Boy--it took a minute to figure out what you were saying---

Are you speaking of a fiberglass tub/shower surround?---and the nailing flange?

If so---you will be happiest if you attach some furring strips to the studs around it so the drywall can cover the flange without a bulge-----


----------



## natspawpaw (Dec 7, 2012)

oh'mike said:


> Boy--it took a minute to figure out what you were saying---
> 
> Are you speaking of a fiberglass tub/shower surround?---and the nailing flange?
> 
> If so---you will be happiest if you attach some furring strips to the studs around it so the drywall can cover the flange without a bulge-----


You are correct, this is the nailing flange on a shower surround. 
Can you buy 1/8" furring strips? If I do it this way how wide should the caulking gap be?


----------



## joecaption (Nov 30, 2011)

Just use 1/4 lattis, 1/8 would not be enough.
1/4 Gap will work.


----------



## House2HomeLLC (Feb 17, 2013)

First, I would highly suggest using another type of material, such as hardibacker or durarock rather then just drywall. Both items I have listed will not absorb and hold water as drywall will. These items are both highly water resistent and will help to resist the growth of mold. Secondly, you absolutely want to cover the flange. This is a debable topic of what method works best. Furring the studs or cutting into the studs below the height of the tub to reduce their thicknest are both acceptable methods in my opinion. However I try to save the integrity of the studs anytime given the chance. My preferred method is adding a 1.5" wide x 1/4" thick piece of osb or plywood onto the studs from ceiling down to the top of the tub flange before screwing my hardibacker board up. This often leaves a small gap behind the actual flange and the backerboard, which i fill with a silicone in order to stop water from finding its way upward. I'm sure some other members may chime in with their acceptable methods.


----------



## joecaption (Nov 30, 2011)

There's 0 reason to use tile board there.
Tile board is not waterpoof.
Moisture resistant sheetrock has been used in millions of homes without any issues in that area.


----------



## House2HomeLLC (Feb 17, 2013)

I didn't say it was waterproof, i said water resistant. I've seen many cases of a poor job sealing off and the drywall sucking up the moisture cause mold to grow on the wall.

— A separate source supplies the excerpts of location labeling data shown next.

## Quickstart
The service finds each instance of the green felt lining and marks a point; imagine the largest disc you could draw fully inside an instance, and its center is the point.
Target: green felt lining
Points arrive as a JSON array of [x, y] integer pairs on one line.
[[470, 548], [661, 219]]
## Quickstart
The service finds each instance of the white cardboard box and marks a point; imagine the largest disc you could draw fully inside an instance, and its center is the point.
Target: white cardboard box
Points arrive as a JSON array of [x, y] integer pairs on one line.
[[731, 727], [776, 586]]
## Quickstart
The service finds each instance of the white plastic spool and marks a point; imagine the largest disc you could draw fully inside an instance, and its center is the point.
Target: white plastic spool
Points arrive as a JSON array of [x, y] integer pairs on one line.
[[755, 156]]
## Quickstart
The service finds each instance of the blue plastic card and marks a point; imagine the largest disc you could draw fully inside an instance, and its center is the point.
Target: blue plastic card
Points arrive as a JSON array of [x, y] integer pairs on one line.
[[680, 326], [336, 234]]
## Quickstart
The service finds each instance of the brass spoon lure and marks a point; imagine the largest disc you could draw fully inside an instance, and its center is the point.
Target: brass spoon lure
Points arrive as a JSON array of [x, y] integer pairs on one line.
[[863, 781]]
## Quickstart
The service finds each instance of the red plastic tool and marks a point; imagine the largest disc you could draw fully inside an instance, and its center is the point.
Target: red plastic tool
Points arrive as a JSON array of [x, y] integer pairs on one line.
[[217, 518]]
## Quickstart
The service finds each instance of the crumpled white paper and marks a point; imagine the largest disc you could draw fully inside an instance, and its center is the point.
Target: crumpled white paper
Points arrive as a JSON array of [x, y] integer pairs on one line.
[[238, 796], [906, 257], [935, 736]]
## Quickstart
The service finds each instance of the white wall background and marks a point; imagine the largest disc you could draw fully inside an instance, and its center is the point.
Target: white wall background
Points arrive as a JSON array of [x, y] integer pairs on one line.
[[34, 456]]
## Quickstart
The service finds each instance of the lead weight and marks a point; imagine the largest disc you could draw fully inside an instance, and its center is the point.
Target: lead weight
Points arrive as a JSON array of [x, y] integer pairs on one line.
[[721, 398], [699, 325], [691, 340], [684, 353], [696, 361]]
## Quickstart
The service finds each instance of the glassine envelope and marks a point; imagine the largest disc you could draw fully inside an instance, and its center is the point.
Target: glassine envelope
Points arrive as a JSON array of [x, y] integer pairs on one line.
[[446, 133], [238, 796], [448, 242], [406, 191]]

I'd rather take a 3x5 sheet and even cut 1' high lengths and run it even just a foot high rather then relying solely on drywall. Just my opinion.


----------



## oh'mike (Sep 18, 2009)

Leave a gap of 1/8 to 1/4 inch---pack that with powdered easy sand--(mixed with water)

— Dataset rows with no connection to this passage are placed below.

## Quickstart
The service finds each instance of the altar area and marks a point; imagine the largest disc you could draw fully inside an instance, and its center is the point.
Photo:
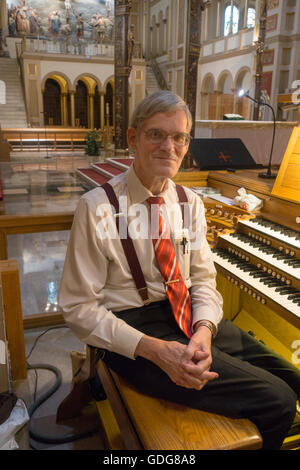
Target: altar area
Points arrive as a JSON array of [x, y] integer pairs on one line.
[[256, 135]]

Use a paintable flexible caulk at that joint after priming----

As to the furring strips-----I rip those on the table saw----If you don't have one---Joe's suggestion of using 1/4" lath strips works just fine----


----------



## waynestractor (Apr 27, 2012)

We drywall just to the flange and use fast set mud to fill it in. Used to go over it and caulk to the edge until my drywaller showed me this method, it's so much easier and looks way better when finished!


----------



## natspawpaw (Dec 7, 2012)

waynestractor said:


> We drywall just to the flange and use fast set mud to fill it in. Used to go over it and caulk to the edge until my drywaller showed me this method, it's so much easier and looks way better when finished!


Do you use any tape or anything with the mud? (mesh, fiberglass, paper,...)

Is "fast set" and "hot" mud the same thing?


----------



## waynestractor (Apr 27, 2012)

Just the mud...there are lots of different types, hot and fastset/quickset are not the same.


----------



## oh'mike (Sep 18, 2009)

White bag--easy sand 20/45/90 minute setting time----


----------